Solve the following system of equations:
$\left\{ \begin{align}
& 2{{x}^{2}}-5xy-5{{y}^{2}}+x+10y-35=0 \\
& {{x}^{3}}+5x{{y}^{2}}+42=0 \\
\end{align} \right.$
By using a computer, I have solutions: $x=-3$,$y=1$, but I cannot seem to do it by hand. Please help me solve it. Thanks.
On
If you care about all solutions and not just some nice ones, especially if you are using a computer to do the grunt work, fire up any CAS (computer algebra system) at your disposal. Any self-respecting CAS has an implementation of groebner basis algorithms (to use for problems like this under the hood!) - but try sympy! The lex order groebner basis of your system is
$$52704x - 6250y^5 + 27700y^4 - 90775y^3 + 220495y^2 - 297625y + 304567=0$$ $$10y^6 - 30y^5 + 123y^4 - 246y^3 + 408y^2 - 480y + 215=0$$ The last equation is a univariate six-degree polynomial that factors into
$$(y-1)(y+i\sqrt5)(y-i\sqrt5)(y-1/2 + 9i/10\sqrt5)(y-1/2 - 9i/10\sqrt5)$$
So like your solution we have $y=1$ as well. Backsubtition into the first equation (of the groebner basis) gives $$52704x + 158112=0$$ but $-158112/52704=-3$. So indeed $y=1$ and $x=-3$ is a solution...

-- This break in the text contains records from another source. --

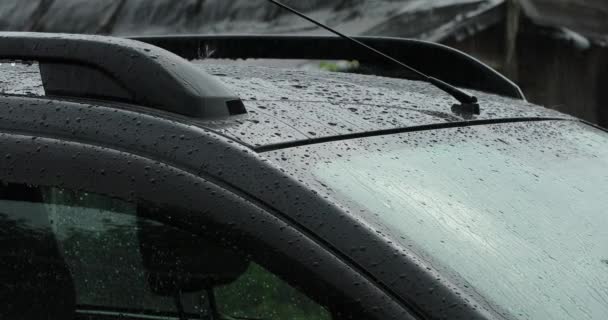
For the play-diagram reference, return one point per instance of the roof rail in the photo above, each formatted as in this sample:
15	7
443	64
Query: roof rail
85	66
436	60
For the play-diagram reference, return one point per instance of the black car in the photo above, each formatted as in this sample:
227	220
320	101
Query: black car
135	184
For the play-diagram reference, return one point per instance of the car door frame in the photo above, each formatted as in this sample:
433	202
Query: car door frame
35	159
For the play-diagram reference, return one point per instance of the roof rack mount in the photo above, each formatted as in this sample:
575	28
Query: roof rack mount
86	66
436	60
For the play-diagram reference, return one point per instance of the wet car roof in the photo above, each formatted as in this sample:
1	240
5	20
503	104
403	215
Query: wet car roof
290	106
295	105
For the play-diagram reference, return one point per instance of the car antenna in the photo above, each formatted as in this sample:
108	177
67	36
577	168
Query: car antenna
468	102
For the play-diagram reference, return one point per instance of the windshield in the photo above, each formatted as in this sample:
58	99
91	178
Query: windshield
519	211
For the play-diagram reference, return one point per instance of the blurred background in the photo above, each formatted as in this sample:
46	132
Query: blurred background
556	50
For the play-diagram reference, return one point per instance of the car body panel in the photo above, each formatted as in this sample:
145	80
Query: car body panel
299	106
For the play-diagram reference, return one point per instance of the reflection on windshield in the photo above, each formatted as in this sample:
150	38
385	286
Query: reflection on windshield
524	222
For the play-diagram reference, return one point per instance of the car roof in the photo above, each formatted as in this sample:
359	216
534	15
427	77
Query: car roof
290	107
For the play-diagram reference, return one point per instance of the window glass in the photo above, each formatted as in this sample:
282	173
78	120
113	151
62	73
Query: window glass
78	255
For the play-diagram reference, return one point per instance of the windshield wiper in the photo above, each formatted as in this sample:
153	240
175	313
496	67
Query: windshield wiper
468	103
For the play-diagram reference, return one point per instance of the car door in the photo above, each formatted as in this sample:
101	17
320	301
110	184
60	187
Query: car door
91	232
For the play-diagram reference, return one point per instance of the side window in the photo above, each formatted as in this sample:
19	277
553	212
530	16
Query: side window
75	255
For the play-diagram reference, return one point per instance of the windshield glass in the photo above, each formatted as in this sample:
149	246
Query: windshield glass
516	210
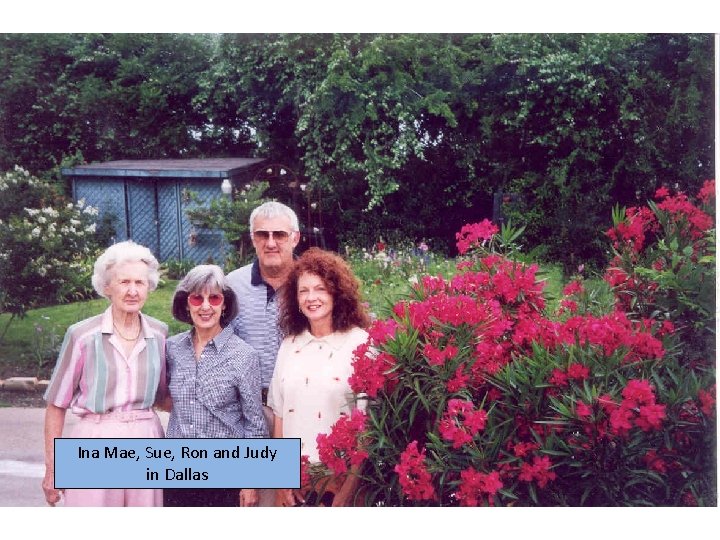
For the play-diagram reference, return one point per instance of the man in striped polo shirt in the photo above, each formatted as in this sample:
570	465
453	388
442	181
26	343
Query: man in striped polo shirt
275	231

This fits nicely with what Dietrich posted: As he points out if $x=2$ then $y$ is a solution to $y^2=-5$ both of these solutions (the positive and negative solution of that quadratic) also solve the equation in the groebner basis that only contains $y$ (and not $x$). Which you also see from the factorization. Substituting $y=i\sqrt5$ into the first equation gives $$52704x - 105408=0$$ and we have $105408/52704=2$ so we have another nice solution of $y=i\sqrt5$ and $x=2$! The same for $y=-i\sqrt5$.

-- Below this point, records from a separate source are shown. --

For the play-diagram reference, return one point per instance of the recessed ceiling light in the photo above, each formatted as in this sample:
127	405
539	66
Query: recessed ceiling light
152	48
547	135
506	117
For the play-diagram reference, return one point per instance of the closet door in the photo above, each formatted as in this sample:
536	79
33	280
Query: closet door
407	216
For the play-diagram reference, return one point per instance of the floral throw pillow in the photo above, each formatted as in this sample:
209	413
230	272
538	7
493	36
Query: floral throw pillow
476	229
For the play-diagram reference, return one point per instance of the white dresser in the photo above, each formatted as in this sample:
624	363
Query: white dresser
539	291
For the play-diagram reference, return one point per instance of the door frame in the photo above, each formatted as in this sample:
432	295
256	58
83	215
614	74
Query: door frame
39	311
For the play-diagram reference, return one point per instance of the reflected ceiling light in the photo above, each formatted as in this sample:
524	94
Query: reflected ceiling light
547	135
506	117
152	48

Since $x\neq 0$ by the second equation we have $y^2=-(x^3+42)/(5x)$. Substitute this to the first equation to obtain $$ y(5x)(x-2)=(3x^2 + 7x - 21)(x - 2). $$ For $x=2$ we obtain $y^2=-5$. Otherwise we can divide by $5x(x-2)$ to obtain $y$. This leads by the second euqation to $(2x^2 - 6x + 7)(x + 3)=0$, so we obtain altogether four solutions for $x$, i.e., $x=2,x=-3,x=( \pm \sqrt{-5} + 3)/2$.